Aging boomers are downsizing. Many are moving to condos. But around here they aren't. This is the burbs and the advantages of condos are lost here. Most older people moving to condos do it to be close to entertainment, recreation etc. That's just not the case in SoCal. Condo's here were built as a low cost alternative for first time buyers. Many aging boomers around here are moving to those 55+ developments. Those are usually small single story homes on small lots in gated communities. There's lots of them around, Trilogy, MoVal, Hemet, Beaumont etc. My folks live in one of these communities. They are very nice places for seniors. Lots to do, every one is close to your age, nice community centers etc. My folks love it.

Joseph said...

Short Sales: Banks Blocking Way Out Of Foreclosure Crisis


FairEconomist said...

My parents' friends are downsizing to condos. It's not being driven by retirement but by physical limitations making a large house undesirable. Accordingly it didn't happen in their 60's, it's happening now in their 70's.

I don't think baby boomer downsizing will drive the shift; I think it will be a change in preferences. (Boomer downsizing would be filled by echo boomer upsizing anyway.) But the desire for a large house and a large yard is social. They're a big pain to keep up, and pretty much force long annoying commutes.

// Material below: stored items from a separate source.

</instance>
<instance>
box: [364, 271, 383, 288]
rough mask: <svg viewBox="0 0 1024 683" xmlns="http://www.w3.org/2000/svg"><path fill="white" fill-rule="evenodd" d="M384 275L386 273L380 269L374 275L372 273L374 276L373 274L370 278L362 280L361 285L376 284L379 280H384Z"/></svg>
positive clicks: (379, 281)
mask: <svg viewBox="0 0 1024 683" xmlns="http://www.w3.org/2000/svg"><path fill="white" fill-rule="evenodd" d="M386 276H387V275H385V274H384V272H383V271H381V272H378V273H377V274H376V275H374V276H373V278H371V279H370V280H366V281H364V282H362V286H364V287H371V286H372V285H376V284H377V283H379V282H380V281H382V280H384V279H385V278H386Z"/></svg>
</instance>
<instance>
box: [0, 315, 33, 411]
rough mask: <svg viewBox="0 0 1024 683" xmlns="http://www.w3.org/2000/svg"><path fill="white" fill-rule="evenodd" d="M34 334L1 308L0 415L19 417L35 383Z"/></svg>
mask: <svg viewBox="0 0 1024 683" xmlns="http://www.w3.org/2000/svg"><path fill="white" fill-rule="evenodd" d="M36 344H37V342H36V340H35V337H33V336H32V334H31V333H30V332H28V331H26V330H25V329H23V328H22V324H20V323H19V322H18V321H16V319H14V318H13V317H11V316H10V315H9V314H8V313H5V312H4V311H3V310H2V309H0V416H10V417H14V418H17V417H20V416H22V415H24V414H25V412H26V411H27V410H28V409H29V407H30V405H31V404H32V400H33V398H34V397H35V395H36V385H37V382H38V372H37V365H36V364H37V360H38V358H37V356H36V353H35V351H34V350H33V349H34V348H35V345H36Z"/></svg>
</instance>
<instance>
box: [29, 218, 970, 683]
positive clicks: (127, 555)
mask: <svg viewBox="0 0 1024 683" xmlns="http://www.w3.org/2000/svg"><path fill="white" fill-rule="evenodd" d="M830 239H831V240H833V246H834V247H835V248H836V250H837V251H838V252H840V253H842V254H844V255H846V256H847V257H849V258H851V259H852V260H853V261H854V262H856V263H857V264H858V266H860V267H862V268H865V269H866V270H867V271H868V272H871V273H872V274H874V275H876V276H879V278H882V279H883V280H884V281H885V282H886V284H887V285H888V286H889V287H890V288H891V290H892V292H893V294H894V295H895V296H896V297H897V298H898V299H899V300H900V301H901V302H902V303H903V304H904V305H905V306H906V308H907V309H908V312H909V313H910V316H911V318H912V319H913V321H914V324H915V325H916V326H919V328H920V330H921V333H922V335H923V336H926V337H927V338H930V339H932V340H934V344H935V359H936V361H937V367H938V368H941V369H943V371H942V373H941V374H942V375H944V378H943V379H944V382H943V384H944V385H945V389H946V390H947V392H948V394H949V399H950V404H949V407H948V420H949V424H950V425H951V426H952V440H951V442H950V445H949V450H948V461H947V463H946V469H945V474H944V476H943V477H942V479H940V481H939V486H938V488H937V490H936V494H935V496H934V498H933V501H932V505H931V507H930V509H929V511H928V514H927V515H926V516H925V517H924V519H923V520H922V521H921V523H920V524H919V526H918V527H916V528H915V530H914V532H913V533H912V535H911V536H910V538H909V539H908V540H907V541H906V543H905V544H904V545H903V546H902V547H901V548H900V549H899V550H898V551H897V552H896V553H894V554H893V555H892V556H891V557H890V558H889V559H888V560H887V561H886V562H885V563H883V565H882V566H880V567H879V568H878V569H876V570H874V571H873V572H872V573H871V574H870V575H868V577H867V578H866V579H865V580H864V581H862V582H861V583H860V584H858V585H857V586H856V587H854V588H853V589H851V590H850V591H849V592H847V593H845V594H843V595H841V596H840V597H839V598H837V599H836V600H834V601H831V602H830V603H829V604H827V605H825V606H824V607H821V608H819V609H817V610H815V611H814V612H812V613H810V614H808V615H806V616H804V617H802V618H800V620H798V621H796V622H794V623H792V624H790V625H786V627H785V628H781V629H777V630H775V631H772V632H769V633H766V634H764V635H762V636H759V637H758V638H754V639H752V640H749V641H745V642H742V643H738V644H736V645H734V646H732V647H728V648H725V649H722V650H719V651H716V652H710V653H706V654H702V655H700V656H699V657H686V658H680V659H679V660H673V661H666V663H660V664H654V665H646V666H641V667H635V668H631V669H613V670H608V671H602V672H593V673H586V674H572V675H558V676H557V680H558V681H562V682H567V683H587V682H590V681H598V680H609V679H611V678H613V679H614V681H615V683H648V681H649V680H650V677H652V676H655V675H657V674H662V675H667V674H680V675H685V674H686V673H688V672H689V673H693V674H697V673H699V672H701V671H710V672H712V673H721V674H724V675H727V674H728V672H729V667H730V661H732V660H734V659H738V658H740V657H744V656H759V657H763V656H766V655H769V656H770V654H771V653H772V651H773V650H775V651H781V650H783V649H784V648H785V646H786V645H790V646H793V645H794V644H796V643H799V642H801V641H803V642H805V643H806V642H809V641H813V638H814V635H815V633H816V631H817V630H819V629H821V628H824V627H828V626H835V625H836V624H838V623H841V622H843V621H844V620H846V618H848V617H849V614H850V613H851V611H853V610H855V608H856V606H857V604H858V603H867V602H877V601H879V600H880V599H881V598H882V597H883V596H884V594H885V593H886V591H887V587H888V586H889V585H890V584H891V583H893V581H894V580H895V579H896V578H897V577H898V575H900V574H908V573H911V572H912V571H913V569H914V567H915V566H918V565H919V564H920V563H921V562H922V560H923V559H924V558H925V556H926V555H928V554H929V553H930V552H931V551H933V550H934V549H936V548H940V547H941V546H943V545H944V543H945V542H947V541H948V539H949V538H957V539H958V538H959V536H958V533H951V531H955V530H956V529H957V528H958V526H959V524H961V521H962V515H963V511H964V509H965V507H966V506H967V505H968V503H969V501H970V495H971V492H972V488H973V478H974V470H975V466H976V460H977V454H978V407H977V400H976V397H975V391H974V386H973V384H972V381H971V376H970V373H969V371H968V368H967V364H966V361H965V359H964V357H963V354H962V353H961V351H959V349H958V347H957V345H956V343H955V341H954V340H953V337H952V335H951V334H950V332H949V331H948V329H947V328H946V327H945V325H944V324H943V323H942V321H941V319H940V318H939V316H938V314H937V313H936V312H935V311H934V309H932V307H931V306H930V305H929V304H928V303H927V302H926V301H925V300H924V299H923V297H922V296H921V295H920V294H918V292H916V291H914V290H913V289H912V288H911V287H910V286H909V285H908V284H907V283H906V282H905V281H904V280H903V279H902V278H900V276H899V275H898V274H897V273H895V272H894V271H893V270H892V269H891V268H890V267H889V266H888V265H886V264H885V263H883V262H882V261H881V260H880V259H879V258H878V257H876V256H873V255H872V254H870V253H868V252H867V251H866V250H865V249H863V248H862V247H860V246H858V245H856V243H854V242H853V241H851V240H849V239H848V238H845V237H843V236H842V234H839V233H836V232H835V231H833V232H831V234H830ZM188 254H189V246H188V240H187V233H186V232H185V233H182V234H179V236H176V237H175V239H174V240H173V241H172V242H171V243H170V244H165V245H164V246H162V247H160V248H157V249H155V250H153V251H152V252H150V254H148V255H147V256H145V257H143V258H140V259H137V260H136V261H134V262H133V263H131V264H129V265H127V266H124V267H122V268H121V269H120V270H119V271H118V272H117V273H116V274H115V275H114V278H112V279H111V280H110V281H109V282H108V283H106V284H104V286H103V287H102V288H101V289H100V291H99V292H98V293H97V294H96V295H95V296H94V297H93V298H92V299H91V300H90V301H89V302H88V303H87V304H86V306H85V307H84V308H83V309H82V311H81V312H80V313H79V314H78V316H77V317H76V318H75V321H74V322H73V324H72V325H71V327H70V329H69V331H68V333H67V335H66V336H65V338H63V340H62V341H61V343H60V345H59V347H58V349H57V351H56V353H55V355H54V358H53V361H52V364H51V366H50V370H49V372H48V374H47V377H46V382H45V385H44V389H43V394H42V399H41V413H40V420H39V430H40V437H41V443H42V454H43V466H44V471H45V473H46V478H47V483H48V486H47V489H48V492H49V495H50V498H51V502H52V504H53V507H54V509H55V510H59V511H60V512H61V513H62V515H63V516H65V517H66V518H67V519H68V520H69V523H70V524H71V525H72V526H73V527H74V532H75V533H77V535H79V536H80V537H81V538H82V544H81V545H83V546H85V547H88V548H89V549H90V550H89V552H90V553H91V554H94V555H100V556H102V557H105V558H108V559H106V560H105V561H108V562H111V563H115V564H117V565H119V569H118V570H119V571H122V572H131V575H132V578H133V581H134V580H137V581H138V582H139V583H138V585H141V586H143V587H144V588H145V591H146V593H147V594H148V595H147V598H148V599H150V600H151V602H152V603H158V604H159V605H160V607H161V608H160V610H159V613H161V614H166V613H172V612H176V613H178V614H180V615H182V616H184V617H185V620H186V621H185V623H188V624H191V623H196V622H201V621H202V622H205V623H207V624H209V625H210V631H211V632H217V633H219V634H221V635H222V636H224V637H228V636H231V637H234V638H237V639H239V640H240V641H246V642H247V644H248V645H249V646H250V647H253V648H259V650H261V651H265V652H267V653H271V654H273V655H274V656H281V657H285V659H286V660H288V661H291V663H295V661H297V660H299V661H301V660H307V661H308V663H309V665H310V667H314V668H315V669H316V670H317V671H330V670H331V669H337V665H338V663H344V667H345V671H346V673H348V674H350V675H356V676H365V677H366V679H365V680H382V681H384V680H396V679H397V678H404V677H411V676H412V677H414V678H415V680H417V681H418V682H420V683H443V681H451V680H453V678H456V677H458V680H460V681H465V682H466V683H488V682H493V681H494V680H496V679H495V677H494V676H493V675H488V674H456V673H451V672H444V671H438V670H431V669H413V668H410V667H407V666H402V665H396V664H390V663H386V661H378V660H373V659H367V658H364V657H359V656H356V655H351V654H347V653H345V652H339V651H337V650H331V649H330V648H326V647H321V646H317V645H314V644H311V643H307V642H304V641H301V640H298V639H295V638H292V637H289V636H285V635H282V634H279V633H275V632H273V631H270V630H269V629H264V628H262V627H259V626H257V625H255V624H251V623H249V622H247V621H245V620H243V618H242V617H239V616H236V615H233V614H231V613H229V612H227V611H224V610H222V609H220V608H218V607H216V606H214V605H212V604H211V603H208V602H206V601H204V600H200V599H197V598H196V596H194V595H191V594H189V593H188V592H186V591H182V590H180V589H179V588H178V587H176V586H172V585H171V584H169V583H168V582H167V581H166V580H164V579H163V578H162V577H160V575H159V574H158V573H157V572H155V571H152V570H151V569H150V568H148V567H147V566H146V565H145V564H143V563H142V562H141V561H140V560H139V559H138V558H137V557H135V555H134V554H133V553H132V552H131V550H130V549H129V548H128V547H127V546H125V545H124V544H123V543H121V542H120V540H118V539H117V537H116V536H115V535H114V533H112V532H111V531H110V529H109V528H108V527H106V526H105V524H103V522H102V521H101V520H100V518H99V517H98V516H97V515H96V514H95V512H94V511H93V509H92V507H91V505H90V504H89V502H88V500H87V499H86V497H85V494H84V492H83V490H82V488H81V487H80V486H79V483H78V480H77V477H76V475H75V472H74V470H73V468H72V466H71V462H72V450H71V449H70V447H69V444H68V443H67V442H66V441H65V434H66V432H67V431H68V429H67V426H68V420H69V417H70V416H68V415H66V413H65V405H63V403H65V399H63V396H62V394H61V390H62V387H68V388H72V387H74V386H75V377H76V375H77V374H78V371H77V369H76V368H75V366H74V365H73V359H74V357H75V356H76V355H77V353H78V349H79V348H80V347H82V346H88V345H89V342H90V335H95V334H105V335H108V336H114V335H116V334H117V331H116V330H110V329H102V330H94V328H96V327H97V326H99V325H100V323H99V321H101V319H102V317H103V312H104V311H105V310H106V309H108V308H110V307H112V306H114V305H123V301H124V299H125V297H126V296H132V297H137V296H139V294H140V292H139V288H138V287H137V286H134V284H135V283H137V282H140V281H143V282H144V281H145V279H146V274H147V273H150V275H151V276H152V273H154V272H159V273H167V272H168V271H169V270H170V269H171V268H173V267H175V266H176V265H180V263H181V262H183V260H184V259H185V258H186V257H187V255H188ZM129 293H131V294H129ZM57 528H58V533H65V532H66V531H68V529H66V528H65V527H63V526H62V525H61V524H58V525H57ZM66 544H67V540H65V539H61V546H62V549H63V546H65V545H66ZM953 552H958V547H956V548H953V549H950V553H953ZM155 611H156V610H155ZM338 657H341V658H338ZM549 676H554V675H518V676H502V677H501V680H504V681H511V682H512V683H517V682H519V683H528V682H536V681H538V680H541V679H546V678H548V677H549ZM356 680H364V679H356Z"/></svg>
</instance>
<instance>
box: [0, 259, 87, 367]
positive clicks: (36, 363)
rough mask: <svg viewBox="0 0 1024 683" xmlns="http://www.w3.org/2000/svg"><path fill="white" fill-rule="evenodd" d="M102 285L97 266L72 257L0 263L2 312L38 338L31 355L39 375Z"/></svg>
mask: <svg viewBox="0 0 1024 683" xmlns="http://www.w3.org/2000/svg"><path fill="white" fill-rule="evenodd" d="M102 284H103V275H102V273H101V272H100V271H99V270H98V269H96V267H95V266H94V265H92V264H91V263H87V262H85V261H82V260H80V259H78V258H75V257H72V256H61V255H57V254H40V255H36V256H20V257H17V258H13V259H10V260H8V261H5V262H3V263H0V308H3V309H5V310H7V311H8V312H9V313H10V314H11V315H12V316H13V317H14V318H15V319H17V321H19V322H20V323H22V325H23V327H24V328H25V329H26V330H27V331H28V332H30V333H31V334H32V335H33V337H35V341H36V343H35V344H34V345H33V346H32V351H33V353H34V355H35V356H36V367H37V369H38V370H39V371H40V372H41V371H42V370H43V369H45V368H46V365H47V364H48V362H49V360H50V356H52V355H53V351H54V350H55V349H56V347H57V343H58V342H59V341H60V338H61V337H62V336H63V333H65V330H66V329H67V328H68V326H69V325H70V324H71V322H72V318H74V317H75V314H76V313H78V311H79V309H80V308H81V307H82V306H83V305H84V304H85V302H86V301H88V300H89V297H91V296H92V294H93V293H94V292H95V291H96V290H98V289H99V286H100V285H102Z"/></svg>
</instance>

The desire has been driven by a combination of fetishization of the idealized suburban lifestyle and the large financial gains recently possible by real estate ownership. Well, the second advantage is history and I think the public image of suburban housing tracts is about to shift from Father Knows Best to foreclosure farms and meth labs. If that happens, people will not put up with the disadvantages of suburban houses.